Image Credit: texashistory.unt.edu
These days, Austin has the second lowest rate of violent crime among major cities in the nation. But few Austinites would have predicted such a thing in 1885.
“BLOOD! BLOOD! BLOOD!” reads the headline of the Austin Weekly Statesman on New Year’s Eve of 1885.
The story goes on, as was typical of early newspapers, to describe in gory detail how 41-year-old Susan Hancock had been struck in the head with an ax while she lay in bed and was dragged to the backyard where she died.
It signaled a change of pattern in a series of murders that year.
Hancock was the sixth victim of a serial killer who terrorized Austin for a little more than a year and was never caught. Slavery in Texas had officially been abolished by 1865. But many white people employed African American servants.
The so-called Servant Girl Annihilator had previously only killed black women. Hancock’s Christmas Eve murder seemed to be a change in the pattern.
“THE DEMONS HAVE TRANSFERRED THEIR THIRST FOR BLOOD TO WHITE PEOPLE,” one of the Statesman headlines said. Newspapers tended to be more sensational back in the 1800s.
The same night, 17-year-old Eula Phillips was also murdered. Like Hancock, Phillips was among Austin’s white upperclass.
All of the murders happened around downtown Austin.
Fear and Mystery in Austin
Although dubbed the Servant Girl Annihilator, only half of the eight murders were servants. One was a boyfriend of a slain woman; one was the child of a servant; and two were married white women, J.R. Galloway, author of “The Servant Girl Murders Austin, Texas 1885” points out.
“After the murder of two white women on Christmas Eve, the city was on the verge of chaos,” Galloway wrote. “The public demanded action regardless of the consequences and mob violence was a real possibility. Vigilantism was narrowly averted when those with calmer dispositions persuaded others that the rule of law had to be followed or the innocent would suffer.”
Downtown had been a fairly dark place, with kerosene lamps illuminating only Congress Avenue. And the murders happened at night.
Downtown tour guide Elizabeth Garzone said that 10 years later the killings were part of the reason Austin installed moonlight towers throughout the city, 16 of which remain. (See our story about the moonlights here.)
“We were the site of the very first serial killer in the United States,” Garzone said. “This is before Jack the Ripper.”
“Mysteriously as the killings started, the stopped,” she said.
The murders remain unsolved, officially. But theories abound.

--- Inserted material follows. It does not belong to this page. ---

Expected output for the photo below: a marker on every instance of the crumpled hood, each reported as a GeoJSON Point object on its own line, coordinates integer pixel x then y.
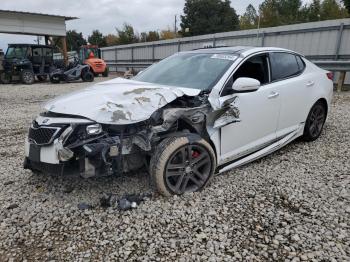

In 1885, many believed the murders had been the work of organized crime — or, at least, the work of more than one person. But history and investigation point to one killer.
The PBS show History Detectives dug into the case and suggest that a man killed by police after he attacked a woman at a saloon may have been the killer. Among the evidence were bloody footprints leading from prior killings showed the killer was missing a right baby toe — as did the man killed during the saloon shooting.
“We probably will never know whether it was Nathan Elgin that committed these brutal murders in 1885 but we do know a few things,” Kaiama Glover, the History Detectives host said. “We know that he was arrested for attacking women. We know the killing stopped when he was killed. And we know the profile fits almost to a tee.”